Networking of Technology

The technology sector has been on a tear in the third quarter on improving fundamentals, a string of solid earnings reports, investors’ drive for cheaper valuation and renewed focus on beaten down growth stocks that has sent stock prices higher. PowerShares Dynamic Networking Portfolio (PXQ) is the top performer in this space, having returned 22.6% in the quarter.

This product targets the networking segment of the broad U.S. technology sector by tracking the Dynamic Networking Intellidex Index. Holding 30 securities in its basket, the fund is well spread across each component as each security accounts for less than 5% share. From an industrial look, about half of the portfolio is focused on communication equipment followed by 30% in software and programming. The fund is unpopular and illiquid in the broad tech space with AUM of $24 million and average daily volume of about 4,000 shares. It charges 63 bps in annual fees and has a Zacks ETF Rank of 1 or ‘Strong Buy’ with a High risk outlook (read: 4 Best ETFs & Stocks to Tap the Tech Boom).
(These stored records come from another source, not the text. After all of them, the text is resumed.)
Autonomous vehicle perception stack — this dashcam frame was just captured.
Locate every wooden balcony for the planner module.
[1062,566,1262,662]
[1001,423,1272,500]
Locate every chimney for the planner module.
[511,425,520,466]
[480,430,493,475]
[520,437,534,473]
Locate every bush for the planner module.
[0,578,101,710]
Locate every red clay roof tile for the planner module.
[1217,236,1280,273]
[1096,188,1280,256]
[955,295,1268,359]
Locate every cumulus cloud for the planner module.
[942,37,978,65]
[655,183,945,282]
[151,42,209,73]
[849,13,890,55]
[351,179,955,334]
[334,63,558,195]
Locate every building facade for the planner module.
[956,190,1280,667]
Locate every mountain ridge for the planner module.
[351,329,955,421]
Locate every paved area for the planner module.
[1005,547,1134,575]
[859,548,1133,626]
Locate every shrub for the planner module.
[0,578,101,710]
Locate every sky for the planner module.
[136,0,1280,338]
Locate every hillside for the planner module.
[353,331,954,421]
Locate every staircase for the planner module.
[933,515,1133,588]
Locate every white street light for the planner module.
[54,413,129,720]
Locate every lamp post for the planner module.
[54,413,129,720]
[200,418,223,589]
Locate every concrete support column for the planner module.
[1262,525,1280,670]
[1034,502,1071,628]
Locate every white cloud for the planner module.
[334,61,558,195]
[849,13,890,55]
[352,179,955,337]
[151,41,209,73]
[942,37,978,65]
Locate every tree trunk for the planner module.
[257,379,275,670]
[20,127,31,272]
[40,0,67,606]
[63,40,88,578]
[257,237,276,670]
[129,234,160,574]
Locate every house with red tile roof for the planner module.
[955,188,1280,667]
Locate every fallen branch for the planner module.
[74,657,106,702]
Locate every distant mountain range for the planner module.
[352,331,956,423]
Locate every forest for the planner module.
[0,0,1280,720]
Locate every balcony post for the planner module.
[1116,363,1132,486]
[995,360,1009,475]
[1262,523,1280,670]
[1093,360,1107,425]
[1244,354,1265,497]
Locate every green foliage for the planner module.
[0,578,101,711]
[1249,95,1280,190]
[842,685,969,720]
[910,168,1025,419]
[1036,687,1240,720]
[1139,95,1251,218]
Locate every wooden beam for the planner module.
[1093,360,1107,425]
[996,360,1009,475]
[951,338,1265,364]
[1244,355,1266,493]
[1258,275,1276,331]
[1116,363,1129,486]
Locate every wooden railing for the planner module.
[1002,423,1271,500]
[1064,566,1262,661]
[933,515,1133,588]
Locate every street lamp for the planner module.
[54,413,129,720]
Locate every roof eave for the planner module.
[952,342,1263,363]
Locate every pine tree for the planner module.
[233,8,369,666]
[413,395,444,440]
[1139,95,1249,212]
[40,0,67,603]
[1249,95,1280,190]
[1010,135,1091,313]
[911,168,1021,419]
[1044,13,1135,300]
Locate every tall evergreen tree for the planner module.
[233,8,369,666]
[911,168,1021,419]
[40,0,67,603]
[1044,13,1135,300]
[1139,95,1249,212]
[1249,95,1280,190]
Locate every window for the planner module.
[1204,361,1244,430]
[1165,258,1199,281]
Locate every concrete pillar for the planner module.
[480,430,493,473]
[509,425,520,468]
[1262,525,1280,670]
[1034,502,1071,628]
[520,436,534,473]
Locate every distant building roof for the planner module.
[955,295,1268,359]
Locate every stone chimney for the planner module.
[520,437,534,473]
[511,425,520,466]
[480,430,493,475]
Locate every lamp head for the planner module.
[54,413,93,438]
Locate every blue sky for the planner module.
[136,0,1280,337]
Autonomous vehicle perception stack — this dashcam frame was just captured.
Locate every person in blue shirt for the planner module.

Gaming of Consumer Discretionary

The battered global gaming industry got a fresh lease of life from the recovering casino business in Macau – the world’s largest casino gaming destination as well as stronger earnings reports. This has resulted in a gain of 14.7% for VanEck Vectors Gaming ETF (BJK - ETF report) , which is the lone ETF providing investors’ global exposure to the casino gaming market.

This product follows the MVIS Global Gaming Index, holding 41 securities in its basket. It is moderately concentrated across components with each holding less than 8.5% of assets. In terms of country exposure, U.S. takes the top spot at 34.9%, followed by Australia (15.8%) and China (8.7%). It has often been overlooked by investors as depicted by AUM of $19.8 million and average daily volume of roughly 5,000 shares. This ensures additional cost in the form of wide bid/ask spread beyond the expense ratio of 0.65%.